Any successful business knows the No. 1 key to success is to let people know you exist.
A new Lake Wylie business can count itself successful.
More than 100 residents attending the recent York County planning meeting at Oakridge Middle School sounded out against the “Brazilian national team” color scheme of a long-vacant commercial building on Charlotte Highway. The meeting was planned by county staff to present preliminary survey results of what Lake Wylie residents want for the future our unincorporated county area. But the new business attracted more of the attention, perhaps fulfilling, in part, the county’s agenda.
Unlike cities such as Charleston and Savannah, Ga., where Rainbow Rows of residential homes are must-see tourist destinations, Lake Wylie residents apparently find an understated, neutral color palette more palatable.
To Flat Rock’s (N.C.) Little Rainbow Row of Shops on Highway 27, meant to draw business and attract buyers, Lake Wylie residents say keep rainbows in the sky.
Because Lake Wylie is not a city but an unincorporated area of York County, it’s up to county regulations to set forth plans and desires of our community. County staff and York County Councilman Bruce Henderson, our only representative on the seven-member council, are responding by drafting rules about exterior business paint color to be used in Lake Wylie.
But the fact is, this one building isn’t the only business that could be affected by the proposed color code.
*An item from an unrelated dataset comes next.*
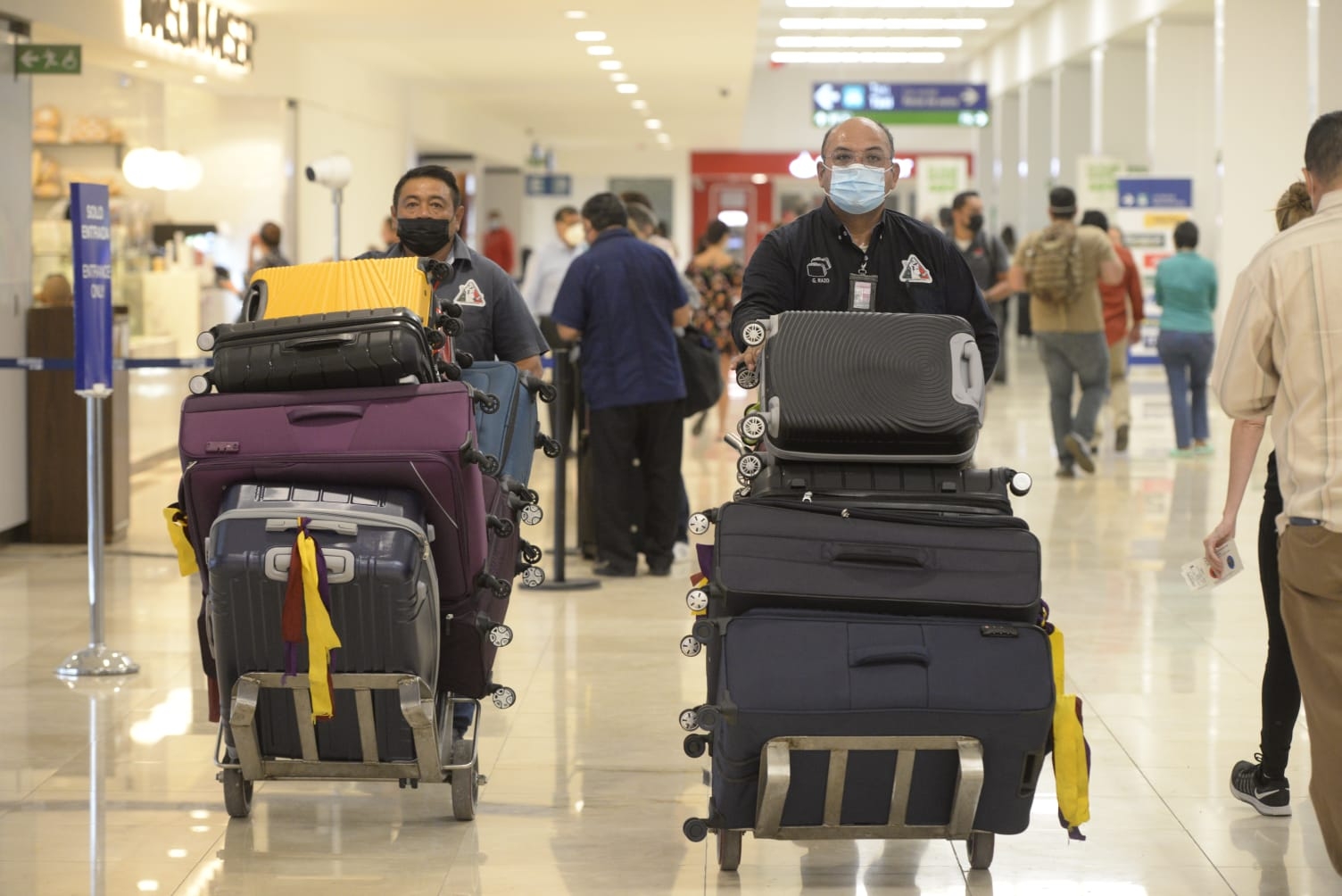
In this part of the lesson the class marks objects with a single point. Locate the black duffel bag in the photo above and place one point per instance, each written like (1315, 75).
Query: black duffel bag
(700, 368)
Lake Wylie’s beige and gray world has been seeing an array of colors pop up. Anchor Shops Place is a rainbow row itself. Some residents were even unhappy about the purple-and-green scheme at Lakeside West shopping center.
Coloring outside the box around here can raise eyebrows.
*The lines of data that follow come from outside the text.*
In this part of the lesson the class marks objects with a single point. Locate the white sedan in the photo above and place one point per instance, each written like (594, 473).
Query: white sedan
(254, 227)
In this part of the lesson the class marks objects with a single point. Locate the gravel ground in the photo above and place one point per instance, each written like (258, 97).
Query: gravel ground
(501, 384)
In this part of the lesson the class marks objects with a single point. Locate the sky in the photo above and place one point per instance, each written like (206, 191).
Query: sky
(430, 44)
A multicolor Lake Wylie is only one decision residents can provide input on in the kaleidoscope of planning for our future.
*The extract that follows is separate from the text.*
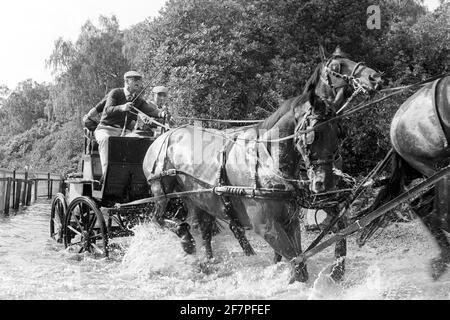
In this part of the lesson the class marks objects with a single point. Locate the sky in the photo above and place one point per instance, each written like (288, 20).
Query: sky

County staff is expected to have an ordinance for council review at the Sept. 4 meeting, as well as sign ordinance issues. We agree with councilman Henderson: Lake Wylie, be there to voice your views for or against the ordinances.
In the words of Mark Scharenbroich, “Stop counting crayons, just draw pictures.”
What do you want our village to look like in the future?
Now, with the county staff behind us, is the time to act. Our success depends on us.